The 4 is horribly slow on Jefferson and James Streets.James will be fixed if the Yesler wire project ever gets built but Jefferson will remain. I feel really sad for those who have to take the 2/4 from 23rd to downtown, and I know some people take the infrequent 27 instead if it’s coming. My friend did that, and I did that myself when I lived at Terry & Jefferson. (One block block from the 3/4 stop yet still I used the 27 eastbound!)
Maybe Judkins Park Station will give new life to the 4 but I’m still not entirely convinced. Judkins to Swedish Cherry Hill, OK. But Judkins to Harborview, I don’t know about that.
Preferring the 4 over the 3 east of 22nd contradicts everybody’s logic who has studied it, so I’d need more convincing on that. The argument for the 3 is that the Central District is way underserved and needs more east-west service east of 23rd. Even if it’s less dense than the 4 corridor, it’s denser and smaller-lot than most of Seattle — which is always the argument given for a Metro 8 subway, that the CD is dense and should have better service than just transferring downtown a short mile away.
Metro plans to strengthen the 2 and turn it into a Pine-Union route. I don’t know if it’s close enough to Cherry Street to allow deleting the 3 since I’ve never lived in that area.
Likewise, preferring the 4 over the 8 also sounds strange, although the 8 itself is a strange route. It’s hard to serve a north-south corridor that has no anchor north of it and all the dense areas are west of it.
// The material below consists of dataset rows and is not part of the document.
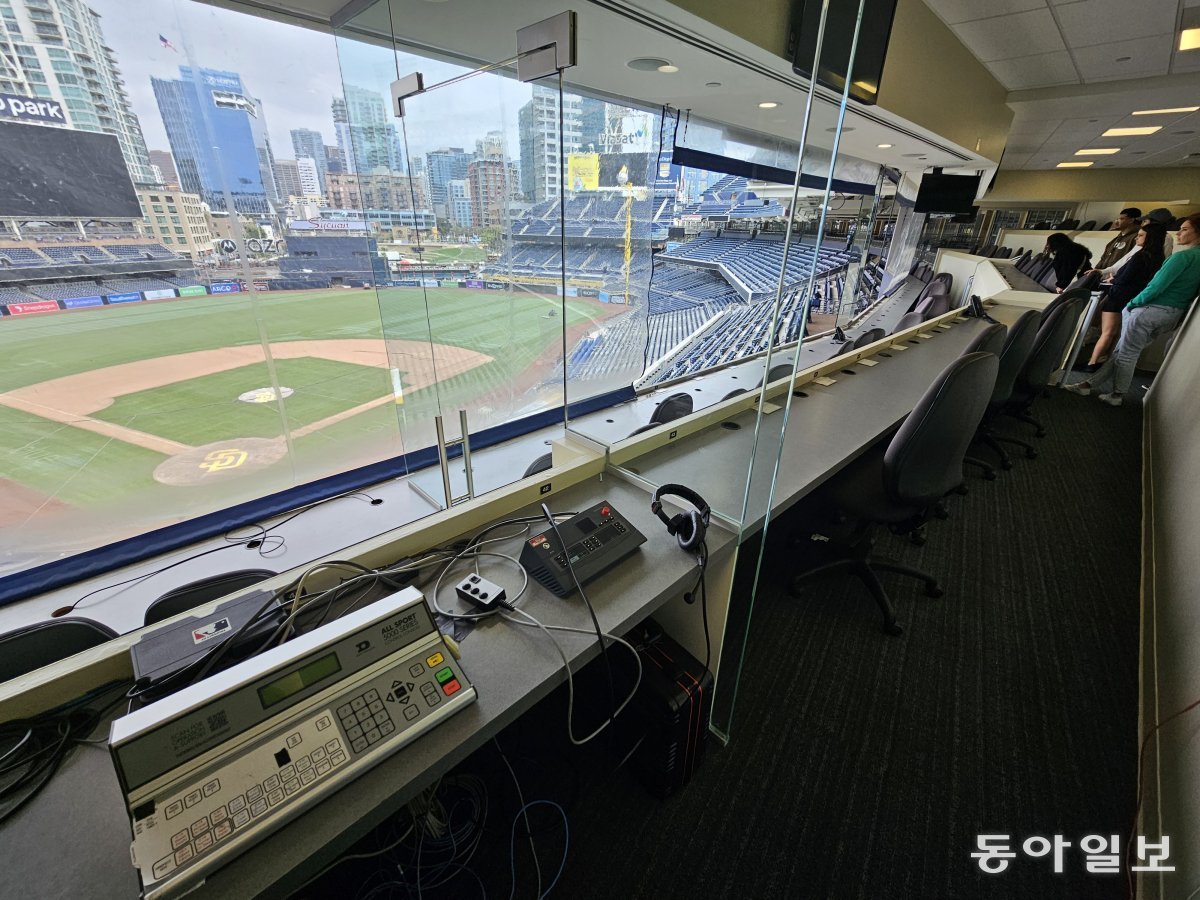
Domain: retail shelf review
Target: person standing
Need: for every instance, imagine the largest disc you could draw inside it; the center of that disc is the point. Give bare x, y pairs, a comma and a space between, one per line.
1068, 258
1128, 282
1155, 311
1127, 232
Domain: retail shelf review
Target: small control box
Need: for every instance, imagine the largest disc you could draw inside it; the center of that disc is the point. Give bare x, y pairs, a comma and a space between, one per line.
595, 539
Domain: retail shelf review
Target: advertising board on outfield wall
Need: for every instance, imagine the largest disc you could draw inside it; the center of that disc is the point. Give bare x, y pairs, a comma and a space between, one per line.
29, 309
77, 303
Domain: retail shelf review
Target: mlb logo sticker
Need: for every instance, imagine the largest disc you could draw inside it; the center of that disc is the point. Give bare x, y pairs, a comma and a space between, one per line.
207, 633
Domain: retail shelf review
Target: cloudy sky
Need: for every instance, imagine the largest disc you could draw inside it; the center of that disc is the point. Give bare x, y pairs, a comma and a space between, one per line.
295, 73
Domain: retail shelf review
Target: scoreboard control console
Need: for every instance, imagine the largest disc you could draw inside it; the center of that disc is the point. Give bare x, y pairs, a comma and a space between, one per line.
216, 767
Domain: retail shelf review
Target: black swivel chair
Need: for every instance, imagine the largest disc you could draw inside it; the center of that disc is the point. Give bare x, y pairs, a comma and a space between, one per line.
189, 597
540, 465
1013, 355
31, 647
907, 321
900, 485
1049, 346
But the alternative is no service at all, and that’s worse. So there needs to be something, and the 8 is something, and I’m not sure there’s anything else better. If you live in Squire Park for instance, the 8 will take you to the Grocery Outlet at MLK & Union, but the 4 won’t. And low-income people tend to live in that area and go to Grocery Outlet.
Looking at ST’s 90% design for Judkins Park Station it’s pretty clear that there isn’t any plan to integrate the 8 (or 4) into the station design. But by 2023 the 48 may be connected to the 7 (with RapidRide features) and the bus that stops on Rainier Avenue may be a southern extension of the 70. The distance from MLK to the Link platform is about 1200′ as the crow flies and slightly longer for pedestrians who traverse the slightly arced pathway of the Sound to Mountains Trail. That’s about a 6 or 7 minute walk or 2-3 minutes on a bike. The Trail is completely separated from the road network and it would be a great place for a bike sharing hub–hopefully integrated with Orca. Get off the train, use an Orca card as a transfer to a bike for a 2 minute ride and then hop on the 4 or 8.
The holes in the network from Judkins Park Station will likely be First Hill if the 4 is deleted and connecting to the airport will require going downtown and making an up and over transfer at ID Station. If ID/Chinatown is converted to center platform operation the transfer there would be better, but I don’t think that’s in the plans.